Background: For severe anterior glenoid bone loss due to recurrent shoulder instability, the Latarjet procedure offers a dynamic sling effect in addition to bone augmentation. Yet, it heavily alters the surrounding anatomy, while fixation and graft union issues are also common.
Purpose/hypothesis: The purpose of this study was to compare a novel printed 3-dimensional (3D) partial glenoid arthroplasty (PGA) implant with the classic Latarjet procedure. It was hypothesized that by replicating the original glenoid geometry and preserving soft tissue anatomy, PGA may better reproduce normal joint kinematics. In addition, the locking screw construct may offer stronger fixation.
Study design: Controlled laboratory study.

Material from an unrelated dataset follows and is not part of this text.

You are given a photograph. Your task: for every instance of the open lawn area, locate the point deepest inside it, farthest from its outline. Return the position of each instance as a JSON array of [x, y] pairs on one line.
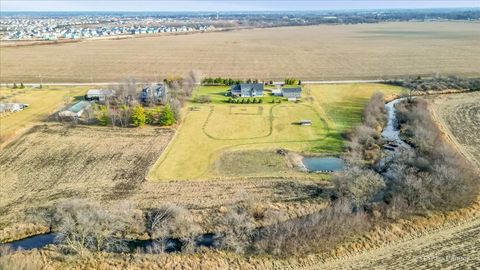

Methods: A total of 14 matched cadaveric shoulders were tested. The PGA implant was 3D printed in titanium based on preoperative computed tomography. The intact, 25% anterior glenoid bone loss, and postoperative states were tested in the scapular and coronal planes. The following parameters were measured: articular surface area and stepoff, rotational range of motion and the humeral head apex position during rotation, and load and linear stiffness at 25% anterior translation and at 2-mm construct displacement.
Results: The baseline dimensions of the glenoid articular surface were comparable between the groups. The articular surface area after PGA was significantly larger (P = .006) with less articular stepoff (P = .030). PGA better approximated the intact state's external (P = .006) and total (P = .019) rotational range of motion in the scapular plane. The course of the humeral head apex after PGA better followed that of the intact state (P < .001). Resistance against anterior translation after PGA was not significantly different compared with after the Latarjet procedure. Greater linear stiffness (P = .031) and loading (P = .002) at 2-mm construct displacement were demonstrated in the PGA group.
Conclusion: In addressing anterior glenoid bone loss, PGA better approximated intact glenohumeral joint kinematics compared with the Latarjet procedure with less articular stepoff in a cadaveric model. PGA was comparable in resisting anterior translation while being significantly stronger against loading at 2-mm construct displacement. Further clinical studies are warranted to validate this novel procedure.
Clinical relevance: A 3D-printed PGA implant may offer an alternative treatment option for severe glenoid bone loss due to shoulder instability, overcoming the previous drawbacks of the Latarjet procedure, including altered kinematics, fixation failure, and hardware issues.
Keywords: 3D printing; Latarjet; glenoid bone loss; patient-specific implant; shoulder instability.